Project: Building a High-Performance In-Memory Key-Value Store (TopicKV) — Phase 2 Capstone

Project: Building a High-Performance In-Memory Key-Value Store (TopicKV) — Phase 2 Capstone
Table of Contents
- Architecture: Sharded Store Design
- Core Data Model: Entry with TTL
- Sharded Storage for Scalability
- Thread-Safe GET with std::optional
- Thread-Safe SET with RAII
- TTL Expiry and Lazy Deletion
- LRU Eviction Policy
- Command-Line REPL with std::format
- Statistics and Metrics
- Performance Benchmarks
- Extension Challenges
- Phase 2 Reflection
Architecture: Sharded Store Design
To avoid a single global lock bottlenecking all operations, TopicKV uses sharding — 16 independent sub-maps each with their own mutex:
Core Data Model: Entry with TTL
// include/topickv.hpp
#pragma once
#include <string>
#include <string_view>
#include <optional>
#include <memory>
#include <chrono>
#include <unordered_map>
#include <shared_mutex>
#include <array>
#include <atomic>
using Clock = std::chrono::steady_clock;
using TimePoint = std::chrono::time_point<Clock>;
using Duration = std::chrono::milliseconds;
// Internal entry — owns the value and tracks TTL:
struct Entry {
std::shared_ptr<std::string> value; // Shared ownership for snapshot reads
std::optional<TimePoint> expires_at; // nullopt = no expiry
TimePoint last_access; // For LRU tracking
explicit Entry(std::string val, std::optional<Duration> ttl = std::nullopt)
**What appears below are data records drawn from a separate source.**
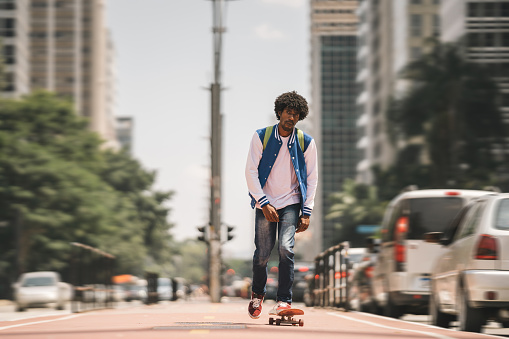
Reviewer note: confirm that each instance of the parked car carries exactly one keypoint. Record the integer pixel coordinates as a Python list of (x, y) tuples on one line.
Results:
[(135, 292), (360, 291), (470, 278), (302, 271), (164, 288), (41, 289), (356, 255), (401, 276)]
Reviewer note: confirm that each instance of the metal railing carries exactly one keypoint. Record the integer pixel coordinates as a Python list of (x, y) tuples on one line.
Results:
[(331, 277)]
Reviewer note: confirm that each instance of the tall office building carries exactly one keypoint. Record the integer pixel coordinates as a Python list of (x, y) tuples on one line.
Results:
[(124, 128), (61, 46), (391, 34), (333, 94), (14, 34), (484, 28)]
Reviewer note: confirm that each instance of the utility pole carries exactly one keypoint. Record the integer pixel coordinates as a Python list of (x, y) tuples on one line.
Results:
[(215, 143)]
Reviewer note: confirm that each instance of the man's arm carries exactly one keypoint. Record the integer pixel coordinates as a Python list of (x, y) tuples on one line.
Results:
[(311, 159), (253, 160)]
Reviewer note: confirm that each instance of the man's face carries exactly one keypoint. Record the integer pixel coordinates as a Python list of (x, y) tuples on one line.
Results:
[(288, 119)]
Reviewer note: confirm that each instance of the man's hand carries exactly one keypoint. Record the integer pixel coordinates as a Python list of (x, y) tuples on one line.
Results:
[(270, 213), (303, 223)]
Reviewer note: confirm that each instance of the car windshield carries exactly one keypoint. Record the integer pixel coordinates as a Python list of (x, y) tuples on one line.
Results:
[(355, 258), (431, 215), (502, 219), (38, 281)]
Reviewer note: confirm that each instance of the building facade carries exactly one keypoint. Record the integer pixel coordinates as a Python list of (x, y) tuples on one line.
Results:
[(124, 131), (333, 94), (15, 33), (483, 27), (391, 34), (62, 46)]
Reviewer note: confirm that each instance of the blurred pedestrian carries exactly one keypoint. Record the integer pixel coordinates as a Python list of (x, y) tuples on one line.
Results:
[(281, 175)]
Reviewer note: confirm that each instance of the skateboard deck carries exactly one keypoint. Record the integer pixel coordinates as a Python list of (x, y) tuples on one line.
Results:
[(286, 317)]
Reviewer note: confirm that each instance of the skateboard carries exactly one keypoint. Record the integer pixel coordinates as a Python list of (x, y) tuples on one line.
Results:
[(286, 317)]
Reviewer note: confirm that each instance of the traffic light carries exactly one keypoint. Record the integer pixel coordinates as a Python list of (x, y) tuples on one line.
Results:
[(229, 236), (203, 233), (226, 234)]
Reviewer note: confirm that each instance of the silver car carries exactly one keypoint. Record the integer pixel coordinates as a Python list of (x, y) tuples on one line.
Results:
[(40, 289), (401, 274), (470, 279)]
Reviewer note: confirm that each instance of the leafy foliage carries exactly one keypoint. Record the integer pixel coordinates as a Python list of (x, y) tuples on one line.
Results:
[(58, 186), (448, 121), (357, 204)]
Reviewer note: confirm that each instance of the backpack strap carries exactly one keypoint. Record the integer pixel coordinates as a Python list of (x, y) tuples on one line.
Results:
[(300, 137), (268, 132)]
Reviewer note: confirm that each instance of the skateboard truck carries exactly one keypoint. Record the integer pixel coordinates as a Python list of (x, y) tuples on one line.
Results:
[(286, 317)]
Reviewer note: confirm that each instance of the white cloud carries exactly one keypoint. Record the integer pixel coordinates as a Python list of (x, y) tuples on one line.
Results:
[(266, 32), (288, 3)]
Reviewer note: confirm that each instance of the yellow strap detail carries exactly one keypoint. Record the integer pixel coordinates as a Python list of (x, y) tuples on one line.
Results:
[(300, 137), (268, 132)]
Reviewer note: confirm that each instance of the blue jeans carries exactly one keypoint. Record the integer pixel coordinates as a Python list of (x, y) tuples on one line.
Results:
[(265, 239)]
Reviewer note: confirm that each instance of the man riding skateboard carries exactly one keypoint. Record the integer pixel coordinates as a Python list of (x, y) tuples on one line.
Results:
[(281, 175)]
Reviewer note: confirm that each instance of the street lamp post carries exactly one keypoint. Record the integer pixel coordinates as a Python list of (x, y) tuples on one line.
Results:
[(216, 140)]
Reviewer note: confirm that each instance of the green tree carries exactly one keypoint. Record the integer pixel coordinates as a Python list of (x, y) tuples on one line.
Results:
[(57, 186), (357, 204), (452, 105)]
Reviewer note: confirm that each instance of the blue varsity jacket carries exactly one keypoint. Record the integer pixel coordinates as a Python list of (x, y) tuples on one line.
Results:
[(269, 156)]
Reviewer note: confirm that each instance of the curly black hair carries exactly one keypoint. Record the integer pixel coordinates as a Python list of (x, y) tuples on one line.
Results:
[(291, 100)]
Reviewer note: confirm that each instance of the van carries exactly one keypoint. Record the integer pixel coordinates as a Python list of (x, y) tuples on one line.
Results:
[(402, 272)]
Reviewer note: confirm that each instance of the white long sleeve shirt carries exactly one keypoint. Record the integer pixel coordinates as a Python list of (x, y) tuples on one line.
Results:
[(282, 187)]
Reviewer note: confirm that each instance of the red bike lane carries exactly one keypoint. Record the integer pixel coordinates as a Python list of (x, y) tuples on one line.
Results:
[(224, 320)]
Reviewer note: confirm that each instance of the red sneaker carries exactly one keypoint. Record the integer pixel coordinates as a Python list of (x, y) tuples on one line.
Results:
[(255, 306)]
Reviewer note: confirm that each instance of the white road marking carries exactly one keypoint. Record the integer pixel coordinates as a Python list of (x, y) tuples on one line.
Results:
[(40, 322)]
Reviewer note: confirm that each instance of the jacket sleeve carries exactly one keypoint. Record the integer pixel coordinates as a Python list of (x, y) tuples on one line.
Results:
[(253, 159), (312, 176)]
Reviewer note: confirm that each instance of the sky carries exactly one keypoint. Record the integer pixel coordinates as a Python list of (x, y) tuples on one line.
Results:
[(164, 65)]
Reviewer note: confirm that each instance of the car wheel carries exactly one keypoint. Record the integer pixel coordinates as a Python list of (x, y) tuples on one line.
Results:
[(392, 310), (470, 319), (354, 301), (438, 318)]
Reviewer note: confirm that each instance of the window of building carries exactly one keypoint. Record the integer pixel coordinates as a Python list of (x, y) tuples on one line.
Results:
[(504, 9), (7, 4), (505, 39), (7, 27), (473, 9), (489, 39), (9, 82), (9, 54), (415, 53), (474, 39), (436, 25), (39, 4), (489, 9), (416, 25)]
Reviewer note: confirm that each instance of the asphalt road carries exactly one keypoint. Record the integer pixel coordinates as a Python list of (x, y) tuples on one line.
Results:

: value(std::make_shared<std::string>(std::move(val)))
, last_access(Clock::now())
{
if (ttl) expires_at = Clock::now() + *ttl;
}
bool is_expired() const {
if (!expires_at) return false;
return Clock::now() >= *expires_at;
}
void touch() { last_access = Clock::now(); }
};Sharded Storage for Scalability
class TopicKV {
static constexpr size_t SHARD_COUNT = 16;
static constexpr size_t MAX_ENTRIES = 10'000; // Per shard
struct Shard {
mutable std::shared_mutex mtx;
std::unordered_map<std::string, Entry> data;
};
std::array<Shard, SHARD_COUNT> shards_;
std::atomic<size_t> total_gets_{0};
std::atomic<size_t> total_sets_{0};
std::atomic<size_t> cache_hits_{0};
std::atomic<size_t> cache_misses_{0};
// Determine which shard owns a key:
Shard& shard_for(std::string_view key) {
size_t h = std::hash<std::string_view>{}(key);
return shards_[h % SHARD_COUNT];
}
const Shard& shard_for(std::string_view key) const {
size_t h = std::hash<std::string_view>{}(key);
return shards_[h % SHARD_COUNT];
}Thread-Safe GET with std::optional
public:
// GET: returns shared_ptr for snapshot safety (value stays valid even if key deleted)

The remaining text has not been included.